Texte 4 : Parce que les fils oublient que les mères sont immortelles - Isabelle Aupy (en cours d'écriture et titre provisoire)
Il + passé :
Pour parler d’elle, il faudrait parler des quatre sœurs qu’elle a dévorées dans le ventre de sa mère. Il faudrait remonter plus loin encore, aux origines d’un monde qui n’a jamais été le sien, d’une histoire qui déjà était la mienne. Il faudrait avaler les vies comme elle le faisait, les broyer et les mâcher jusqu’à les épuiser tout à fait, qu’elles ne laissent que leur goût dans la bouche et leurs pieds dans l’estomac.
Je + présent :
C'est comme une brûlure qui va au-delà de ma main, au delà de sa joue.
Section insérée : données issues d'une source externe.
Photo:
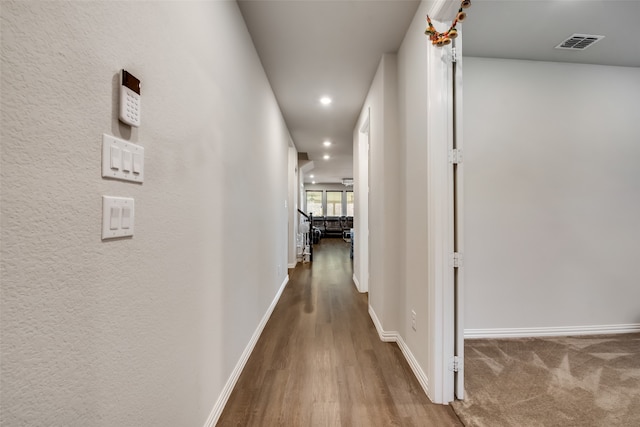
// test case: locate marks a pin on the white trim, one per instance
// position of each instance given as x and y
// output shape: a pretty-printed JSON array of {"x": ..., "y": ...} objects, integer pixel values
[
  {"x": 386, "y": 336},
  {"x": 421, "y": 376},
  {"x": 394, "y": 336},
  {"x": 553, "y": 331},
  {"x": 357, "y": 283},
  {"x": 233, "y": 379}
]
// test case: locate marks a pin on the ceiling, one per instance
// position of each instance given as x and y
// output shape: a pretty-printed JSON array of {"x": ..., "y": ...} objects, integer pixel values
[{"x": 313, "y": 48}]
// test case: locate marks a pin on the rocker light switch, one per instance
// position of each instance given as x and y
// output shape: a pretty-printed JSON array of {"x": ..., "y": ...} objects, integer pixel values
[
  {"x": 117, "y": 217},
  {"x": 122, "y": 160}
]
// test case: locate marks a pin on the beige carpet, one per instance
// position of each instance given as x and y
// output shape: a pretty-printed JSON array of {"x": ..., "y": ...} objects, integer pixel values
[{"x": 568, "y": 381}]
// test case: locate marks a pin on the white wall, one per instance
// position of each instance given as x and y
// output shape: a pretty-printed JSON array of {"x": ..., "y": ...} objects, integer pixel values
[
  {"x": 412, "y": 95},
  {"x": 143, "y": 331},
  {"x": 293, "y": 205},
  {"x": 552, "y": 195}
]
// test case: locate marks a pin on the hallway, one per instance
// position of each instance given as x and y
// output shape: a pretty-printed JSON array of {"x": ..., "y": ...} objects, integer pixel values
[{"x": 320, "y": 362}]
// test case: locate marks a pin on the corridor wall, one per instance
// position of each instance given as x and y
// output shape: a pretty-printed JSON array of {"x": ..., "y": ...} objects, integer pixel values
[{"x": 149, "y": 330}]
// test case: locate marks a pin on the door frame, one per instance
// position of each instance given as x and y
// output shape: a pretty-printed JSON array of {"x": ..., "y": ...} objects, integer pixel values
[
  {"x": 445, "y": 301},
  {"x": 362, "y": 196}
]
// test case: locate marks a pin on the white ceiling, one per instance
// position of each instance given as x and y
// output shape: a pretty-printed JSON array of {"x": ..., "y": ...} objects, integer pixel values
[{"x": 311, "y": 48}]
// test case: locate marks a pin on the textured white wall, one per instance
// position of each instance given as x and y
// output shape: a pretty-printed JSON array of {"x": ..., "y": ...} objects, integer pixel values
[
  {"x": 385, "y": 196},
  {"x": 412, "y": 107},
  {"x": 552, "y": 194},
  {"x": 142, "y": 331}
]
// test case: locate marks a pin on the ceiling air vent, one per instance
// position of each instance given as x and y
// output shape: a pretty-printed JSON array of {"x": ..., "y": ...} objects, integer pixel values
[{"x": 579, "y": 42}]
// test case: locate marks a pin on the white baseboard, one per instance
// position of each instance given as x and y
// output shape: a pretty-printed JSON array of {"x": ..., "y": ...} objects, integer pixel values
[
  {"x": 356, "y": 282},
  {"x": 554, "y": 331},
  {"x": 233, "y": 379},
  {"x": 393, "y": 336},
  {"x": 421, "y": 376},
  {"x": 386, "y": 336}
]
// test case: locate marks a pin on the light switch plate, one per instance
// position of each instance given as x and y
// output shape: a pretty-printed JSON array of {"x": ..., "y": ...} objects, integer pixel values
[
  {"x": 117, "y": 217},
  {"x": 122, "y": 160}
]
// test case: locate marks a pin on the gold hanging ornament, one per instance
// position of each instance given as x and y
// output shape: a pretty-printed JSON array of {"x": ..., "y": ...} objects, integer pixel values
[{"x": 442, "y": 39}]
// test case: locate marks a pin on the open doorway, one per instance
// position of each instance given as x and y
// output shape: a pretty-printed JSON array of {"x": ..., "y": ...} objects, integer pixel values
[{"x": 361, "y": 223}]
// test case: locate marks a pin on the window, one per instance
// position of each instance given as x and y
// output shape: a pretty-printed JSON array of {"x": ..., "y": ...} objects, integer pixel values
[
  {"x": 314, "y": 202},
  {"x": 334, "y": 203},
  {"x": 349, "y": 203}
]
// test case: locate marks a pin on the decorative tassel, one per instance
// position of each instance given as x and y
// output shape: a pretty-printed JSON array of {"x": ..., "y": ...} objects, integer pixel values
[{"x": 443, "y": 39}]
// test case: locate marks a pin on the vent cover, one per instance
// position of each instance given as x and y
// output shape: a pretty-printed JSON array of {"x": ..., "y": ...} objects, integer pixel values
[{"x": 579, "y": 42}]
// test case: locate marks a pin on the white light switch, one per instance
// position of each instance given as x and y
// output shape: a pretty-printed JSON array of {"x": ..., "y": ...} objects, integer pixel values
[
  {"x": 117, "y": 217},
  {"x": 122, "y": 159},
  {"x": 114, "y": 218},
  {"x": 126, "y": 161},
  {"x": 115, "y": 157},
  {"x": 126, "y": 218},
  {"x": 137, "y": 163}
]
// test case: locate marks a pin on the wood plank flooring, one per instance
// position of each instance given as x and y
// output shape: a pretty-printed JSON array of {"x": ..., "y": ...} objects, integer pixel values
[{"x": 319, "y": 361}]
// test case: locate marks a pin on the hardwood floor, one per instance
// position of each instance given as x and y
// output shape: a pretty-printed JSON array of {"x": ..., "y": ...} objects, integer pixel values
[{"x": 319, "y": 361}]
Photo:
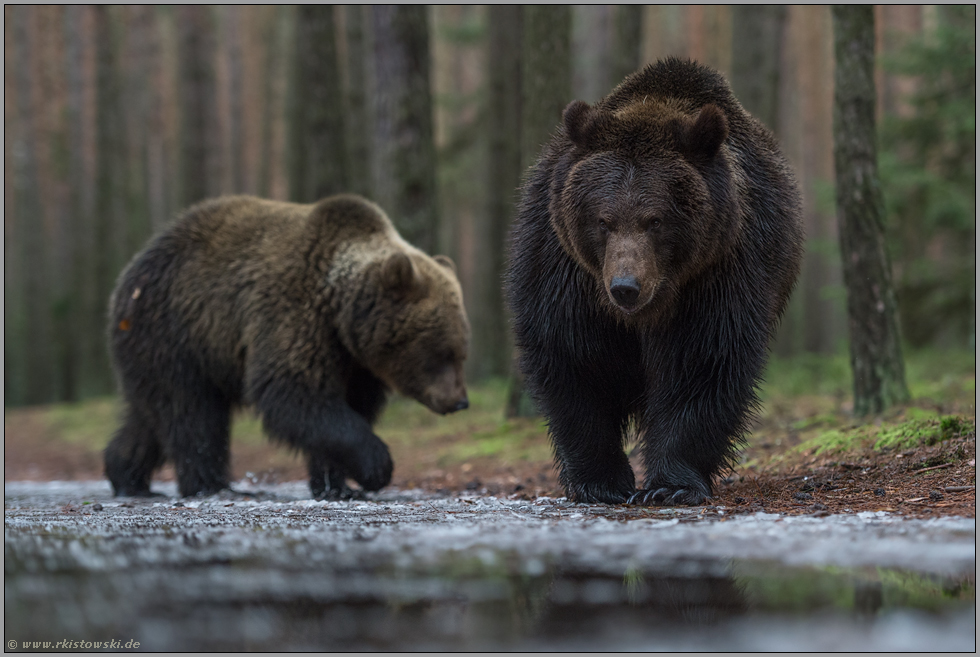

C'est une trahison. Une gifle est toujours une trahison, de soi et de l'autre. Une surprise aussi, et j'ignore lequel de nous deux est le plus étonné de mon geste. C'est juste qu'elle a jaillit de moi, comme ça, comme si les cris ne suffisaient plus, qu'il fallait que tout s'arrête. Et tout s'est arrêté. Il ne pleure pas. Il ne conteste rien. Il me regarde, c'est tout. Peut-être avec un regard vide, ou neutre, ou impassible, non, vide. Mon geste a tué quelque chose, ou bien il arrive après, comme pour signer une évidence : mon petit garçon est mort, et moi, perdue devant ce corps qui m'est étranger, devant ses bras de gibbon et sa voix d'homme, je ne sais pas comment vieillir avec lui ni comment rester sa mère.
Je + passé :
Il y aura toujours cette question qui tournera autour de moi. Toujours cette réponse que je me surprends à chercher dans des images incongrues : la façon dont le thé colore ma tasse, la fumée de ma cigarette dans les airs, la fourure de mon chat autour de mes doigts. Ca me prenait comme ça, par surprise et du fond du coeur, dans des moments de rien, des moments de calme où j'avais enfin le temps de me demander si j'avais été une bonne mère. Une question d'une grande bêtise, qui n'avait depuis longtemps qu'une seule réponse possible. Parce que je savais, depuis leur naissance, qu'à leur tour, mes enfants me donneraient tort.